Introduction The Lancet standing commission on liver disease recently highlighted the importance of palliative care in advanced liver disease. The end of life care strategy (DoH, 2008) noted many patients do not die in a place of their choosing, and that difficulties exist amongst physicians in identifying the dying process. Optimal provision and co-ordination of palliative care relies on timely recognition of poor prognosis. 90% of patients who die from liver disease are admitted to hospital at least once in the previous year. Hospital admission presents an important opportunity to assess prognosis and explore patients’ understanding of their risk of dying and preferences for care. This quality improvement project aimed to create a clinical framework through which screening for poor prognosis could be integrated into the routine inpatient management of patients with decompensated cirrhosis.
Methods An inpatient Poor Prognosis Screening Tool (PPST - incorporating assessment of disease severity, WHO performance status, frequency of admission, and suitability for transplantation) was developed at University Hospitals Bristol in 2013. Based on retrospective data, a positive PPST screen predicted death at 1 year with a sensitivity of 81%. Initial audit identified infrequent use of the existing PPST (18.1%). A series of 5 quality improvement cycles (plan-do-study-act) were completed with input from consultants, junior medical and nursing staff at each stage. Ease of use and incorporation into routine practice were used as primary objectives.

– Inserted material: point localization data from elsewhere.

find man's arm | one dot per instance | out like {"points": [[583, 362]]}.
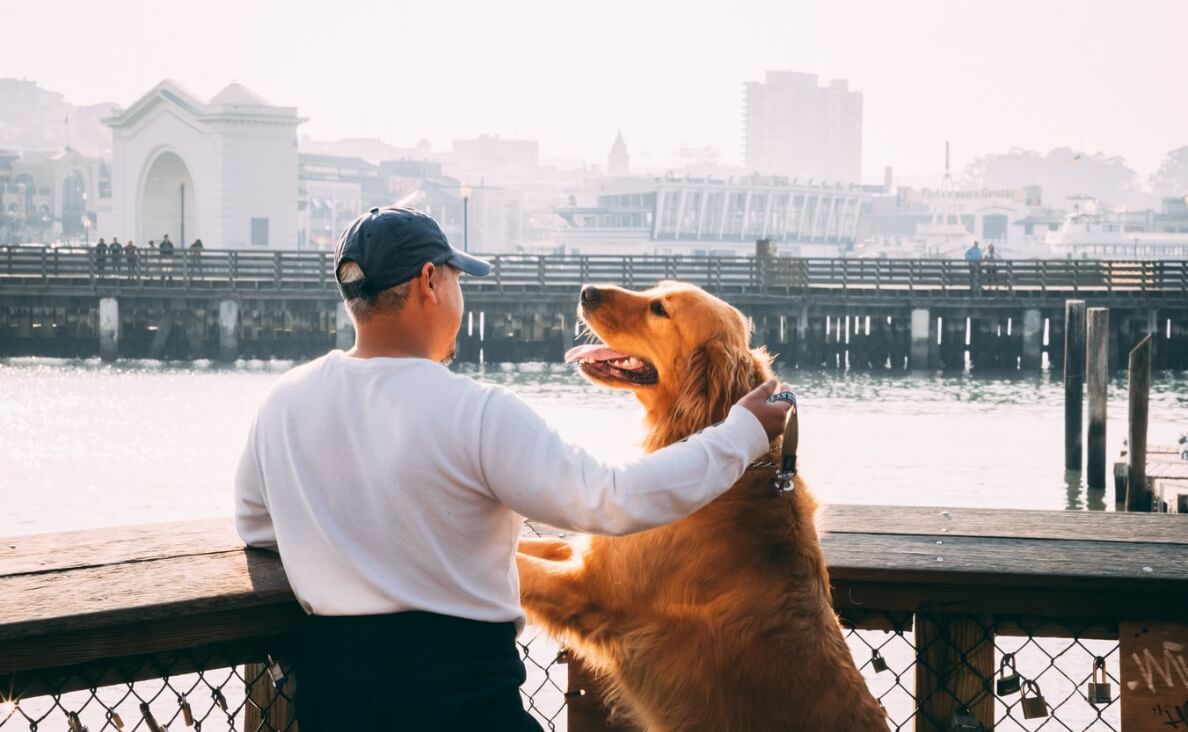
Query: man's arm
{"points": [[252, 518], [531, 469]]}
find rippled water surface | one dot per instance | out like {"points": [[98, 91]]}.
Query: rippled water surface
{"points": [[86, 445]]}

Results The weekly ward MDT was identified as a point where the PPST could be routinely incorporated. Following feedback from junior staff the PPST was simplified and embedded into a weekly written MDT proforma. Guidance for completion were streamlined and made accessible by printing on the reverse of the proforma. Following feedback from nursing staff the proforma sheet was coloured, allowing key discussions and decisions to be easily identified on subsequent admissions. Consultants chairing the MDT incorporated the PPST into the standard weekly discussion of each patient. Repeat audits demonstrated that PPST use had become routine with completion rates of 66–94% for patients with decompensated cirrhosis.

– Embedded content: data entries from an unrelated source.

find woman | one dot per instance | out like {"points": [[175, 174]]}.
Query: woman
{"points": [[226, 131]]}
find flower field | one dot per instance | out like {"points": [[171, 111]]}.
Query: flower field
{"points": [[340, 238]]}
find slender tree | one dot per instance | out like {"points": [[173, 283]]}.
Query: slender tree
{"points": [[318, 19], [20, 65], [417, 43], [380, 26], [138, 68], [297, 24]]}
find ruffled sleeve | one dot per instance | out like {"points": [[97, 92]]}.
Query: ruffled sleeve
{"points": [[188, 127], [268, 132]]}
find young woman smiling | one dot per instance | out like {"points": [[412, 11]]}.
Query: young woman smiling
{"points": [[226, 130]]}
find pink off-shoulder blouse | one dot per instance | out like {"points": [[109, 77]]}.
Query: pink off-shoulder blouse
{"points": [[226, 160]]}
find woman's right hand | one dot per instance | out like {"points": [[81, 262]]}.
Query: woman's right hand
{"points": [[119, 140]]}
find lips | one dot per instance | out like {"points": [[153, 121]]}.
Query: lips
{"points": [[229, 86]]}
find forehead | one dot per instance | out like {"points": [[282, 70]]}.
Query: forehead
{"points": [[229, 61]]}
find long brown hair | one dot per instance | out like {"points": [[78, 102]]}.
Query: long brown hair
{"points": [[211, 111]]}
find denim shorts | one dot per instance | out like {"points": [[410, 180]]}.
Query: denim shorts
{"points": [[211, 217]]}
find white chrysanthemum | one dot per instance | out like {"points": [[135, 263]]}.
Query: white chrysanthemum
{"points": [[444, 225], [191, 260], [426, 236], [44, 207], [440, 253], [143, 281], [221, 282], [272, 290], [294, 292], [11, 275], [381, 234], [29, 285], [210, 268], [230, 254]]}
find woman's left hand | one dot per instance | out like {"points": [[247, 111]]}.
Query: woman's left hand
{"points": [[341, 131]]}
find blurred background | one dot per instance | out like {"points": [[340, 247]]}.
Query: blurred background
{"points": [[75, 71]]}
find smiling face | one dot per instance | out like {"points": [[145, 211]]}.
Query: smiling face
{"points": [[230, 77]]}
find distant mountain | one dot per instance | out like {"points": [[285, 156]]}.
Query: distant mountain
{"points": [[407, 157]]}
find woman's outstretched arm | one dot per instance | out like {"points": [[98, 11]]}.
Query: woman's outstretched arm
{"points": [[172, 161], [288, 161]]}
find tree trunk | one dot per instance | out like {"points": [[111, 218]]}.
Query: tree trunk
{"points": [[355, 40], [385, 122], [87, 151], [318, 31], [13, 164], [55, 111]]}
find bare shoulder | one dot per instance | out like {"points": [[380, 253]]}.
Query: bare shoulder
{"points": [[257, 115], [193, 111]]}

Conclusion Assuming MDT agreement, a positive PPST screen triggers a consultant led poor prognosis discussion with the patient, a poor prognosis letter to the GP, and involvement of the palliative medicine team to assist with symptom control and advance care planning. Through incorporation of the PPST into the routine care of patients with decompensation, identification of patients with end-stage disease has improved. Better access to appropriate services and support, and improved co-ordination of community care can be subsequently afforded to appropriate patients.